20 ans pour Erramach

20 ans pour Erramach

Mercredi 26 courant. Les aiguilles des montres indiquaient 2h du matin. La Cour d’appel de Tétouan était sous haute surveillance. Bref, elle était en état de siège. Mounir Erramach, Mourad Bouzinani, Ahmed Benhalima et vingt-trois autres mis en cause impliqués dans ce gros dossier de trafic de drogue attendaient le verdict depuis mardi 25 mai, le temps de la mise de l’affaire en délibéré. Les membres de leurs familles étaient, depuis le matin, à l’intérieur et aux environs du siège de la Cour.
Quatorze heures sont passées avant que les magistrats ne sortent de la chambre des délibérations. Seuls les hommes étaient à la salle d’audience et les avocats des mis en cause. Les femmes sont restées dehors, elles ont été interdites d’y rentrer. L’assistance attendait le verdict. Et le président de la Cour ouvre le grand dossier et commence par les trois mis en cause qui sont jugés non coupables et par conséquent ils ont été acquittés.
Il s’agit de Saïd Boumaâza, Younes Chafki et Mohamed Lotfi Kanfoud. Puis ce fut le tour des mis en cause condamnés à des peines moins lourdes. Une méthode qui a permis à l’assistance de garder dans un premier moment son calme avant de découvrir que les peines commencent à s’alourdir.
A ce propos, le président a annoncé que la Cour a condamné Boukhiar Allouche à une amende de 200.000 dh pour conduite sans permis, Mohamed Yatti à un mois de prison avec sursis pour assistance à l’émigration clandestine, Bouchra Charaï, à 2 mois de prison avec sursis pour débauche, Mohamed Stitioua à 8 mois de prison ferme assortis d’une amende de 500 dh pour assistance d’un individu recherché par la justice. La même chambre a condamné Ahmed Tartour, Touria Tétouani, Omar Mernissi et Abdelhamid Aznak à 2 ans de prison ferme assortie d’une amende de 20.000 dh, Mohamed Mechbal, à 3 ans de prison ferme, Radouane Fahsi Cheikh et Mohamed Yaâkoub à 4 ans de prison ferme, Chakib Rabboukh à 5 ans de prison ferme pour enlèvement d’une personne.
La Cour a également condamné Noureddine Chahboune, Aziz Zouheir et Habib Allah Ben Mbarek à une peine similaire assortie d’une amende de 100.000 dh pour trafic de drogue, Abdellatif Hamdoune à 6 ans de reclusion criminelle assortie d’une amende de 100.000 dh pour trafic de drogue et possession d’armes sans autorisation, Mohamed Tayeb Ouazzani à 8 ans de réclusion assortie d’une amende de 100.000 dh, Ali Barkhoukh et Abderrazak Hdidou à 10 ans de réclusion pour tentative d’homicide volontaire, à 10 ans de prison ferme assortie d’une amende de 200.000, Mohamed Benhalima à 15 ans de réclusion pour enlèvement, séquestration et trafic de drogue. Alors que les deux trafiquants de drogue Mourad Bouziani et Mounbir Erramach ont écopé de 20 ans de réclusion criminelle pour tentative d’homicide avec préméditation, usage et possession d’armes à feu, trafic de drogue, falsification de document, administratif, et corruption.
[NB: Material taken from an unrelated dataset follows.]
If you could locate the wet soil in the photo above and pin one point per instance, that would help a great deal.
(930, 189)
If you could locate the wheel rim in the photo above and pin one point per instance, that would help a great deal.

Elle a condamné par ailleurs Mounir Erramach à verser une somme globale de 3.599.587.000 dh à l’administration des douanes. Hdidou Abderrazak, Mohamed Machbal, Abdellatif Hamdoune, Noureddine Chahboune, Mohamed Benhalima ainsi que Erramach doivent verser à la même administration une somme globale de 754.248.000 dh. Après la prononciation de ces verdicts, les membres des familles ont commencé à crier, à pleurer et à reprocher les peines jugées très lourdes. Une réaction des familles qui a été suivie par une intervention policière. « C’était une boucherie », commente Me Abdelkader Essabane, avocat de l’un des mis en cause. Ce dernier a précisé « C’était une intervention policière avec violence contre les familles, au point que plusieurs membres d’entre eux ont perdu conscience ».
A propos des verdicts, ce dernier a précisé qu’elles sont « lourdes » avant d’affirmer que le collectif des avocats qui ont soutenu les mis en cause impliqués dans ce dossier interjetteront appel à la chambre criminelle de deuxième degré. Signalons que la Cour spéciale de Justice (CSJ) a condamné mercredi 21 avril, Mounir Erramach et Mohamed El Ouazzani, alias Nini à une peine de trois ans de prison ferme, assortie d’une amende de 5.000 dirhams pour corruption. D’autres mis en cause dont des juges et des éléments de la sûreté nationale ont été condamnés à des peines d’un et 2 ans de prison ferme.